The City Sage sat next to the Duke, looking for all the world as if he’d fallen asleep. The old fool couldn’t even remember to give Aline’s family name. That realisation brought back the memory of the wreckage of Aline’s home, now the unconsecrated tomb of the Tiarren family; dead and gone now, their names never to be spoken in Rijou again. Almost every pair of eyes in the crowd was locked onto the spinning coins on the ground, but a few stared at me. Did any of them know Lady Tiarren and her children? Did they blame me for what would come next? How many deaths had I faced only to bring this thirteen-year-old girl to meet her end at the Rock of Rijou, gambling her fate on the hope that, somehow, the people of the most corrupt city in the world would stand up and risk their own lives for hers.
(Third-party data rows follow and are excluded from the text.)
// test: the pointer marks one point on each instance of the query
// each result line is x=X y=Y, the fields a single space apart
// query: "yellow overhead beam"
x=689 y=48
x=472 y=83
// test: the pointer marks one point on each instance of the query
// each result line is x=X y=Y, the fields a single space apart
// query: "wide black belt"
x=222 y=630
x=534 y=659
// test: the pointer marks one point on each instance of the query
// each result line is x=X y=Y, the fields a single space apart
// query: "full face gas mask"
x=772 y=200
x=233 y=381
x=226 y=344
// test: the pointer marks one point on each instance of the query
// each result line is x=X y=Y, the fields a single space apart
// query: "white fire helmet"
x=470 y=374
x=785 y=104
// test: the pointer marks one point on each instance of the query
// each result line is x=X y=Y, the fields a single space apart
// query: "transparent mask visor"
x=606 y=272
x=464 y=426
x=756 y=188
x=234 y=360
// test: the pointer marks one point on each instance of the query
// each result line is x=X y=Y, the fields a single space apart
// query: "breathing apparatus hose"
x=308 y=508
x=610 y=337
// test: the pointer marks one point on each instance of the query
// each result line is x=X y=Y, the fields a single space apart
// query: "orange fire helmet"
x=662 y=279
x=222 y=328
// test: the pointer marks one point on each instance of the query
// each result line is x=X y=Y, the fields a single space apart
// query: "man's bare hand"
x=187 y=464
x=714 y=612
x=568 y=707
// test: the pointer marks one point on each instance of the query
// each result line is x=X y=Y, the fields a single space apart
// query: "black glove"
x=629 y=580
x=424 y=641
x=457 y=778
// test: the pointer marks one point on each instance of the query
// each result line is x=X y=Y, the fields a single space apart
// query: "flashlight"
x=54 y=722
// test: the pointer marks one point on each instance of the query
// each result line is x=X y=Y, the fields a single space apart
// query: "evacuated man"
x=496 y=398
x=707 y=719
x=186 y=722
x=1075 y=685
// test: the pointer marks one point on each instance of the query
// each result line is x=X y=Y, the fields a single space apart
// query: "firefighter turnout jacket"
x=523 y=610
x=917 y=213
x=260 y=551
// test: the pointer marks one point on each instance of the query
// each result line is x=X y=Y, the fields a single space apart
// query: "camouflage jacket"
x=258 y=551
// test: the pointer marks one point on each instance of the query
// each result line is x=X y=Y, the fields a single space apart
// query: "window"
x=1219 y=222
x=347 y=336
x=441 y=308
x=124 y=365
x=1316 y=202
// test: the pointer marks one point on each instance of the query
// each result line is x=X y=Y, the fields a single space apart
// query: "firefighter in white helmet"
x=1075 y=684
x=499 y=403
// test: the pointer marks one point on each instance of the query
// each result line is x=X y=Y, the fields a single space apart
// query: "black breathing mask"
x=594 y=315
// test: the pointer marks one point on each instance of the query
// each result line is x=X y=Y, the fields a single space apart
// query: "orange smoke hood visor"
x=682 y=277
I turned to Aline and she gave me a brave little smile, crooked on the left side, like the hint of a secret about to be told. That smile. I wanted to hold her, to say, you are precious to me, even though I didn’t know why; I had no right and no cause. I wanted to tell her that all would be well, that I would protect her no matter what happened, but I couldn’t. Her life lay in the shining metal pieces and the hands that would either take them up or watch them fall. Aline and I turned together to look at the coins, spinning slower and slower on the ground, coming to the inevitable conclusion.

 

No one reached for the coins.

 

So I listened.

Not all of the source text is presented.